The phosphor trail decay is two-stage to match how a real phosphor behaves. A bright half-life of about one frame, so a freshly-hit bar snaps to full brightness and drops fast, and a dim half-life of about 50 ms underneath it, so the tail lingers and fades the way an old CRT does. One stage alone looks wrong: a single fast decay has no trail, and a single slow decay smears everything into a glowing blur. Two stages give you a sharp leading edge with a soft tail behind it.

The bug that needed a full restart

Now the correctness story. The timing math is the spine, but this is the part I didn't see coming.

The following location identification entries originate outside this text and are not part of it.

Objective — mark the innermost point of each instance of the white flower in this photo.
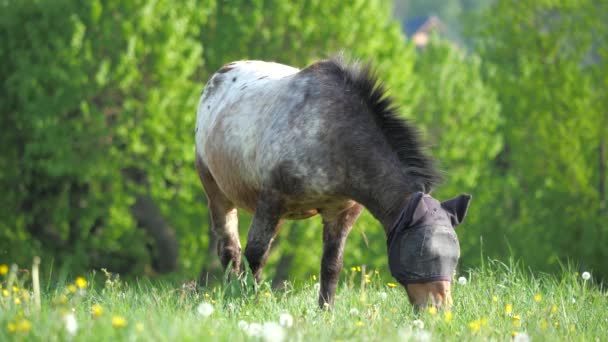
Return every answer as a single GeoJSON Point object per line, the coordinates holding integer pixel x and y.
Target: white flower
{"type": "Point", "coordinates": [286, 320]}
{"type": "Point", "coordinates": [272, 332]}
{"type": "Point", "coordinates": [418, 324]}
{"type": "Point", "coordinates": [71, 325]}
{"type": "Point", "coordinates": [243, 325]}
{"type": "Point", "coordinates": [521, 337]}
{"type": "Point", "coordinates": [421, 336]}
{"type": "Point", "coordinates": [254, 329]}
{"type": "Point", "coordinates": [204, 309]}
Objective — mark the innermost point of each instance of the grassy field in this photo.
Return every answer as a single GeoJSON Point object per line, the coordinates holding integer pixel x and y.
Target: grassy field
{"type": "Point", "coordinates": [497, 302]}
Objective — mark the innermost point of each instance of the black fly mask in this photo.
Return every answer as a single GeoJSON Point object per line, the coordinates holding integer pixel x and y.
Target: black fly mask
{"type": "Point", "coordinates": [422, 245]}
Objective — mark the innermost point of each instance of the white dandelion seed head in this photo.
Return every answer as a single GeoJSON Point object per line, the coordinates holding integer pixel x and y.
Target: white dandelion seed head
{"type": "Point", "coordinates": [204, 309]}
{"type": "Point", "coordinates": [243, 325]}
{"type": "Point", "coordinates": [421, 336]}
{"type": "Point", "coordinates": [71, 325]}
{"type": "Point", "coordinates": [418, 324]}
{"type": "Point", "coordinates": [254, 329]}
{"type": "Point", "coordinates": [521, 337]}
{"type": "Point", "coordinates": [273, 332]}
{"type": "Point", "coordinates": [286, 320]}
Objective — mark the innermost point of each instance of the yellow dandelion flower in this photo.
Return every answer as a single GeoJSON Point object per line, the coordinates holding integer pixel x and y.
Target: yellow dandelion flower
{"type": "Point", "coordinates": [516, 321]}
{"type": "Point", "coordinates": [81, 282]}
{"type": "Point", "coordinates": [477, 324]}
{"type": "Point", "coordinates": [119, 322]}
{"type": "Point", "coordinates": [544, 325]}
{"type": "Point", "coordinates": [23, 325]}
{"type": "Point", "coordinates": [96, 310]}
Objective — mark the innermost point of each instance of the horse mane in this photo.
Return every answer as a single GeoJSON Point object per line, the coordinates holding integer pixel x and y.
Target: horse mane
{"type": "Point", "coordinates": [404, 139]}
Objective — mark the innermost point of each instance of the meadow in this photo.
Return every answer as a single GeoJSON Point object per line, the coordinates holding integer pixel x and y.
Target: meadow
{"type": "Point", "coordinates": [494, 302]}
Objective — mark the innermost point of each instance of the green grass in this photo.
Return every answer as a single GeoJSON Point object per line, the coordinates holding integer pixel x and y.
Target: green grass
{"type": "Point", "coordinates": [565, 308]}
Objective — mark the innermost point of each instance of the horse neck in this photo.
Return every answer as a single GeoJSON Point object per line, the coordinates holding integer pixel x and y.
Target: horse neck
{"type": "Point", "coordinates": [386, 197]}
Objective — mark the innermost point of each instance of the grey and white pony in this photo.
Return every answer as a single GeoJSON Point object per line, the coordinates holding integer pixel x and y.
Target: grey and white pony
{"type": "Point", "coordinates": [284, 143]}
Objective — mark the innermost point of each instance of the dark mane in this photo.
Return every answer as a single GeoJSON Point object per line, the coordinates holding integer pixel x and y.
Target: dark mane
{"type": "Point", "coordinates": [401, 136]}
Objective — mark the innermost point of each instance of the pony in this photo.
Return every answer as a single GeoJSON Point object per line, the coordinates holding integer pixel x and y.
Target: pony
{"type": "Point", "coordinates": [286, 144]}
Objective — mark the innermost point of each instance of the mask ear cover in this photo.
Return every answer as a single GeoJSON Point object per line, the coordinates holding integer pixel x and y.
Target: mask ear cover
{"type": "Point", "coordinates": [457, 208]}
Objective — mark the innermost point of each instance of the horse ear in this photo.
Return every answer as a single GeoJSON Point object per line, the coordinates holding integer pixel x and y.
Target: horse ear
{"type": "Point", "coordinates": [457, 208]}
{"type": "Point", "coordinates": [416, 209]}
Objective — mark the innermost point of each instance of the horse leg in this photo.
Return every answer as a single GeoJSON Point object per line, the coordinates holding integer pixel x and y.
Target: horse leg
{"type": "Point", "coordinates": [335, 231]}
{"type": "Point", "coordinates": [223, 218]}
{"type": "Point", "coordinates": [264, 227]}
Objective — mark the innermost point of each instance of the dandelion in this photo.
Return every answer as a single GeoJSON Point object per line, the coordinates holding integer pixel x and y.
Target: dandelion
{"type": "Point", "coordinates": [419, 324]}
{"type": "Point", "coordinates": [243, 325]}
{"type": "Point", "coordinates": [516, 321]}
{"type": "Point", "coordinates": [286, 320]}
{"type": "Point", "coordinates": [81, 282]}
{"type": "Point", "coordinates": [254, 329]}
{"type": "Point", "coordinates": [96, 311]}
{"type": "Point", "coordinates": [521, 337]}
{"type": "Point", "coordinates": [71, 325]}
{"type": "Point", "coordinates": [271, 331]}
{"type": "Point", "coordinates": [204, 309]}
{"type": "Point", "coordinates": [119, 322]}
{"type": "Point", "coordinates": [476, 325]}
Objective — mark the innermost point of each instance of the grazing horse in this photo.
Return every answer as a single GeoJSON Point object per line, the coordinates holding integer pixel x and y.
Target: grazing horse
{"type": "Point", "coordinates": [284, 143]}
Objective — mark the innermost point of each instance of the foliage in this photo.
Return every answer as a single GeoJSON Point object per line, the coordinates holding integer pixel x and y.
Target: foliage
{"type": "Point", "coordinates": [496, 302]}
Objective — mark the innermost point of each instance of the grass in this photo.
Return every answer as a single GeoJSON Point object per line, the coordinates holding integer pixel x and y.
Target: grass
{"type": "Point", "coordinates": [498, 302]}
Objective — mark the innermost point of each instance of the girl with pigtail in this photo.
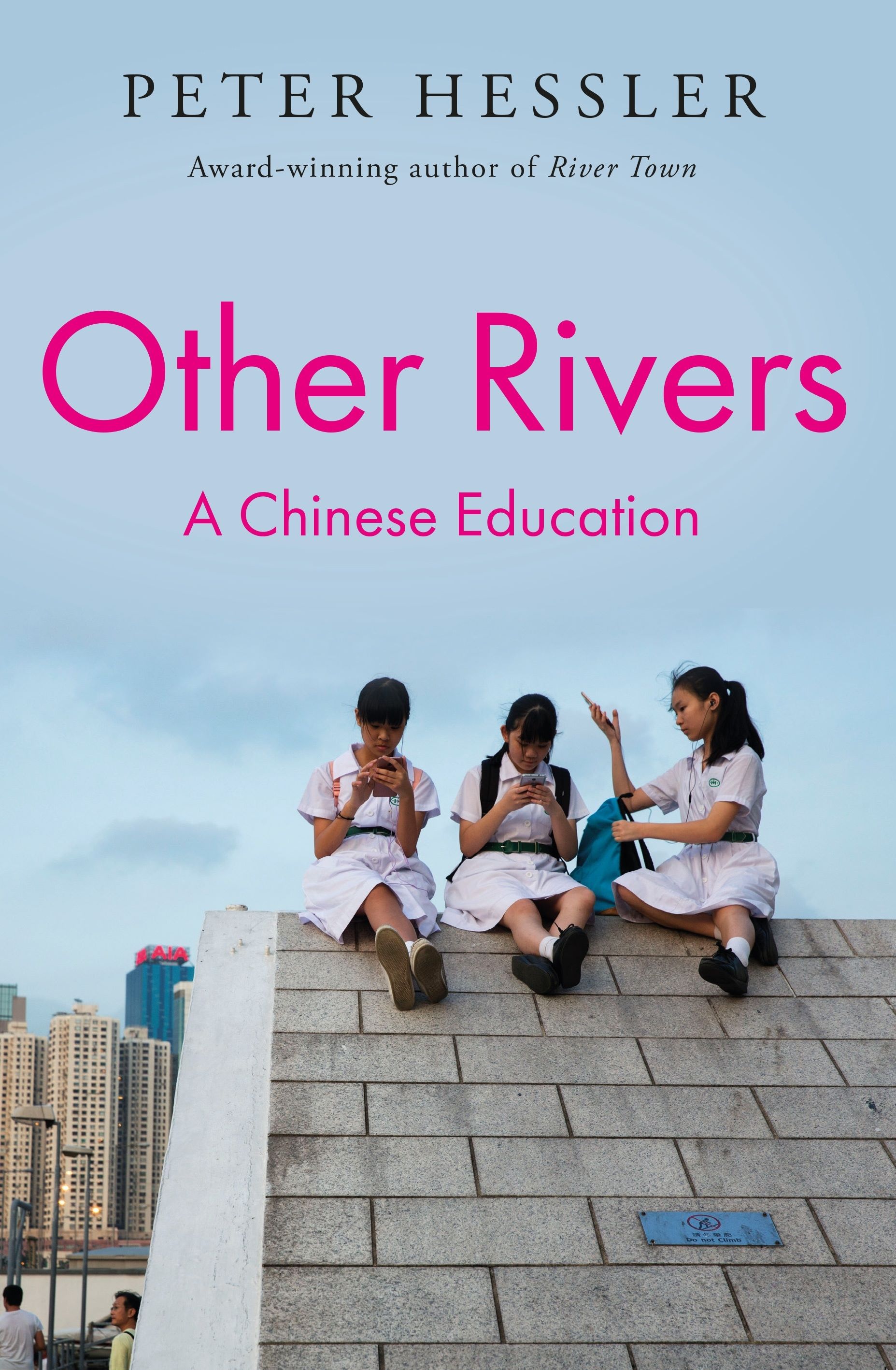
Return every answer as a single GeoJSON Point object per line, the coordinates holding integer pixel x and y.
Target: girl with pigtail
{"type": "Point", "coordinates": [724, 883]}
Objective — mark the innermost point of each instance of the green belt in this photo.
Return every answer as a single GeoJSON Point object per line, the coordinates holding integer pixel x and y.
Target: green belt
{"type": "Point", "coordinates": [510, 849]}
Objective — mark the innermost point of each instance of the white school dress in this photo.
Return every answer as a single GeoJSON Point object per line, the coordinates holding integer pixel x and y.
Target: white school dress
{"type": "Point", "coordinates": [336, 887]}
{"type": "Point", "coordinates": [709, 876]}
{"type": "Point", "coordinates": [488, 884]}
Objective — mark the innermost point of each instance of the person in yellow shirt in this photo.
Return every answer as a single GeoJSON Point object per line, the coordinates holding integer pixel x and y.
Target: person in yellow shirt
{"type": "Point", "coordinates": [125, 1310]}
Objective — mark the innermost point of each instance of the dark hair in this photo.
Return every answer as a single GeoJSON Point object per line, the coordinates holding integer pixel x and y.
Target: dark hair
{"type": "Point", "coordinates": [132, 1300]}
{"type": "Point", "coordinates": [735, 726]}
{"type": "Point", "coordinates": [535, 716]}
{"type": "Point", "coordinates": [384, 701]}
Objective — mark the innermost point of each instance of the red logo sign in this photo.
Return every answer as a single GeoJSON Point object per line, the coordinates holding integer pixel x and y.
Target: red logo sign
{"type": "Point", "coordinates": [180, 954]}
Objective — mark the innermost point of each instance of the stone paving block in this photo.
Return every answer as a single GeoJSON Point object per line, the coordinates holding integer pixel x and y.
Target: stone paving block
{"type": "Point", "coordinates": [867, 1062]}
{"type": "Point", "coordinates": [870, 936]}
{"type": "Point", "coordinates": [317, 1232]}
{"type": "Point", "coordinates": [579, 1167]}
{"type": "Point", "coordinates": [617, 1305]}
{"type": "Point", "coordinates": [840, 975]}
{"type": "Point", "coordinates": [757, 1358]}
{"type": "Point", "coordinates": [625, 1243]}
{"type": "Point", "coordinates": [466, 1110]}
{"type": "Point", "coordinates": [739, 1062]}
{"type": "Point", "coordinates": [477, 975]}
{"type": "Point", "coordinates": [614, 936]}
{"type": "Point", "coordinates": [806, 1017]}
{"type": "Point", "coordinates": [810, 937]}
{"type": "Point", "coordinates": [317, 1010]}
{"type": "Point", "coordinates": [662, 1111]}
{"type": "Point", "coordinates": [679, 976]}
{"type": "Point", "coordinates": [477, 944]}
{"type": "Point", "coordinates": [344, 1057]}
{"type": "Point", "coordinates": [322, 1167]}
{"type": "Point", "coordinates": [509, 1358]}
{"type": "Point", "coordinates": [590, 1016]}
{"type": "Point", "coordinates": [318, 1358]}
{"type": "Point", "coordinates": [547, 1061]}
{"type": "Point", "coordinates": [485, 1232]}
{"type": "Point", "coordinates": [861, 1231]}
{"type": "Point", "coordinates": [799, 1169]}
{"type": "Point", "coordinates": [507, 1014]}
{"type": "Point", "coordinates": [377, 1303]}
{"type": "Point", "coordinates": [317, 1110]}
{"type": "Point", "coordinates": [310, 970]}
{"type": "Point", "coordinates": [828, 1306]}
{"type": "Point", "coordinates": [831, 1111]}
{"type": "Point", "coordinates": [295, 936]}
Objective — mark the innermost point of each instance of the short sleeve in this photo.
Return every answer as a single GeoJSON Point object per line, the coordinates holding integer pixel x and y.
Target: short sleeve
{"type": "Point", "coordinates": [743, 781]}
{"type": "Point", "coordinates": [579, 809]}
{"type": "Point", "coordinates": [318, 801]}
{"type": "Point", "coordinates": [468, 805]}
{"type": "Point", "coordinates": [664, 791]}
{"type": "Point", "coordinates": [425, 796]}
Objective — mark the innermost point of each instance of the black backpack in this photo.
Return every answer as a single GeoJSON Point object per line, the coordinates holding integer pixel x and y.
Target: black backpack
{"type": "Point", "coordinates": [490, 781]}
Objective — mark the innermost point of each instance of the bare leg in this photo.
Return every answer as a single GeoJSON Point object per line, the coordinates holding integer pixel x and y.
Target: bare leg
{"type": "Point", "coordinates": [573, 906]}
{"type": "Point", "coordinates": [384, 910]}
{"type": "Point", "coordinates": [728, 923]}
{"type": "Point", "coordinates": [525, 924]}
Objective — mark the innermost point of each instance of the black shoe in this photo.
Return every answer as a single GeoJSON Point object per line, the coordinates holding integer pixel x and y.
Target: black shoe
{"type": "Point", "coordinates": [538, 973]}
{"type": "Point", "coordinates": [765, 949]}
{"type": "Point", "coordinates": [569, 952]}
{"type": "Point", "coordinates": [725, 970]}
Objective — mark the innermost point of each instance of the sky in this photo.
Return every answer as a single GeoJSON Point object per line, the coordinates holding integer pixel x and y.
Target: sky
{"type": "Point", "coordinates": [165, 698]}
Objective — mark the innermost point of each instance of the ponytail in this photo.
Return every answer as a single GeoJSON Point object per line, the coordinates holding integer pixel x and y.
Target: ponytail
{"type": "Point", "coordinates": [735, 728]}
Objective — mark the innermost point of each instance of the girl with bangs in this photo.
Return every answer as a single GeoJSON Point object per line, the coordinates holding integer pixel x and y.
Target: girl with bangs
{"type": "Point", "coordinates": [518, 818]}
{"type": "Point", "coordinates": [369, 809]}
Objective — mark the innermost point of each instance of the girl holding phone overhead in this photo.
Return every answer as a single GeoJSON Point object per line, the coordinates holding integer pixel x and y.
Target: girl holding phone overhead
{"type": "Point", "coordinates": [518, 818]}
{"type": "Point", "coordinates": [723, 884]}
{"type": "Point", "coordinates": [369, 809]}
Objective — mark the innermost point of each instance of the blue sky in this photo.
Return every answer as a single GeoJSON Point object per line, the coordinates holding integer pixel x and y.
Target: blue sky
{"type": "Point", "coordinates": [166, 698]}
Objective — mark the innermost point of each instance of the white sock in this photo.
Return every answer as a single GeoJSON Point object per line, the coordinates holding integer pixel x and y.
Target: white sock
{"type": "Point", "coordinates": [740, 947]}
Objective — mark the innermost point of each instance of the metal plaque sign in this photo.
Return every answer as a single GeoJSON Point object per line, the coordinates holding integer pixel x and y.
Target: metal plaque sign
{"type": "Point", "coordinates": [702, 1228]}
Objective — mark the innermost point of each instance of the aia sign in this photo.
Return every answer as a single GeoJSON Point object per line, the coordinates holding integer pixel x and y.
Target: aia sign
{"type": "Point", "coordinates": [162, 954]}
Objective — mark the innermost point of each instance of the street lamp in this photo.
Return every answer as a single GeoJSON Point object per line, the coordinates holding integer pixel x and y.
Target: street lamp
{"type": "Point", "coordinates": [47, 1114]}
{"type": "Point", "coordinates": [79, 1150]}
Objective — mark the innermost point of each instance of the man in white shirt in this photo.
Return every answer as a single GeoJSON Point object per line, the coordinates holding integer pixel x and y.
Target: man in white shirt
{"type": "Point", "coordinates": [21, 1333]}
{"type": "Point", "coordinates": [125, 1310]}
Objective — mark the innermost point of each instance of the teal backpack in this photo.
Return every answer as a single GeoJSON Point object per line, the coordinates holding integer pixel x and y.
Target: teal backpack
{"type": "Point", "coordinates": [602, 859]}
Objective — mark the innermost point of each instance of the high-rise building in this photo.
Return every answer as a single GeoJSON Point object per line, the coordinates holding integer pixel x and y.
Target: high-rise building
{"type": "Point", "coordinates": [150, 990]}
{"type": "Point", "coordinates": [83, 1088]}
{"type": "Point", "coordinates": [144, 1108]}
{"type": "Point", "coordinates": [12, 1008]}
{"type": "Point", "coordinates": [183, 999]}
{"type": "Point", "coordinates": [22, 1082]}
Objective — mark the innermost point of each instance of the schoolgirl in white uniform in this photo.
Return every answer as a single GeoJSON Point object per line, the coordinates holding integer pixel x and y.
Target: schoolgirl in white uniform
{"type": "Point", "coordinates": [724, 883]}
{"type": "Point", "coordinates": [369, 809]}
{"type": "Point", "coordinates": [513, 869]}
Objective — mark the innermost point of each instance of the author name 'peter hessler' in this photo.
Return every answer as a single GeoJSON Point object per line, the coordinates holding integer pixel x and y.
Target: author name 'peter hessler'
{"type": "Point", "coordinates": [273, 514]}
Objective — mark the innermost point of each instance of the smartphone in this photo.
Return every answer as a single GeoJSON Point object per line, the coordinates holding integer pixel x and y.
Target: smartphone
{"type": "Point", "coordinates": [387, 764]}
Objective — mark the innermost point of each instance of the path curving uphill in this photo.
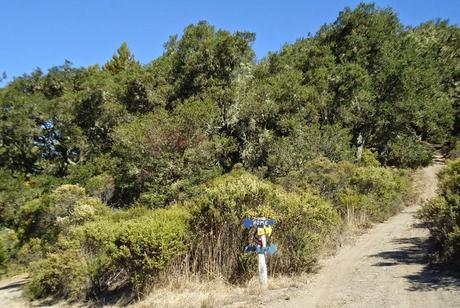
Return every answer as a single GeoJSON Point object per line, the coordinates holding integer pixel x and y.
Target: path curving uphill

gometer reads audio out of squeezelite through a shared-memory segment that squeezelite exports for its VU meter. To find it, the daemon scans /dev/shm for segments named squeezelite* and attaches to one. The original code took the first match:

shm.go
func findSqueezeliteShm() (string, error) {
    entries, _ := os.ReadDir("/dev/shm")
    for _, e := range entries {
        // os.ReadDir returns lexical order. The first squeezelite* segment
        // is not necessarily the live one. This is the bug.
        if strings.HasPrefix(e.Name(), "squeezelite") {
            return filepath.Join("/dev/shm", e.Name()), nil
        }
    }
    return "", errSegNotFound
}

os.ReadDir returns entries in lexical order. So "the first match" is "the alphabetically first match," which has nothing to do with which segment belongs to the running player. squeezelite doesn't always clean up its segment when it dies, so a stale segment from a dead PID can outlive the process and sort ahead of the live one. The visualizer would lock onto a corpse and sit there reacting to silence, or worse, to whatever garbage was last left in that buffer.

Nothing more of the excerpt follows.